# Boosted Models

The concept of Boosting a given model extends, intuitively, from two other Data Science concepts:

- Principal Component Analysis, which aims to find an axis that explains the most variation, re-orient your original data, then find a new axis that explains what the first couldnt, etc
- Bootstrapping, which involves maximizing the use of a dataset by repeated sampling with replacement and aggregating model generation

Essentially, want to make simple model that predicts on `y`

. Then we subtract these predictions from `y`

to get a bunch of residuals that we missed. Then we train a second model on these residuals. We subtract what we learned from *these* residuals and rinse-repeat.
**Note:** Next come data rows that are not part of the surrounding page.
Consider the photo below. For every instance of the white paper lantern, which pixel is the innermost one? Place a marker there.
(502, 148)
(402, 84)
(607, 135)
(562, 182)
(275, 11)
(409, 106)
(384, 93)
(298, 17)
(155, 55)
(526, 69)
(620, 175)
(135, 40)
At each step, we tack the model we just trained to the end of a big ol’ list of models.

When we’re done, predictions on new `X`

values will be fed into each of these models, and our output will be weighted by a constant `lambda`

for each model.

## With Tree-Based Models

Model Boosting was introduced to me in the context of Decision Trees in Chapter 8 of ISL, but the idea extends neatly-enough to other models.

The algorithm that they outline looks like the following:

**Note**: We start off making a simple Decision Tree to predict on `y`

, then we predict on updated residuals every step thereafter, so we call `r=y`

at the start.

```
trees = []
r = y # residuals are just the first y values
for b in range(1, B):
f_b = DecisionTree(terminal_nodes=d).fit(X, r)
trees.append(f_b)
r = r - lambda_ * f_b(x)
f_x = lambda_ * np.sum([tree(x) for tree in trees])
```

### Hyperparameters

#### Shrinkage

The *shrinkage parameter* only makes sense to have values between `0`

and `1`

, but in practice we’ll use something closer to `0.01`

or `0.001`

. It’s whole job is to slow down the learning process from model to model.

Look at the residual update step above and consider `lambda`

values small and large:

- If small, then the residuals are only a
*little*different than they were in the last step and we learn*almost*the same thing - If large, then we’re basically sculpting with dynamite, haphazardly over-correcting at each step

#### Number of Models

It’s not hard to imagine that a very large *Model Count*, `B`

, will lead to over-fitting. Infinately-many models trained to reduce the prediction error of the last model will collapse on perfect interpolation at the cost of flexibility.

This is typically a value that we arrive at via cross-validation.

**Note**: There is some tricky interplay between this and our `lambda`

value– a small shrinkage parameter will require a lot of aggregated models to arrive at the appropriate convergence.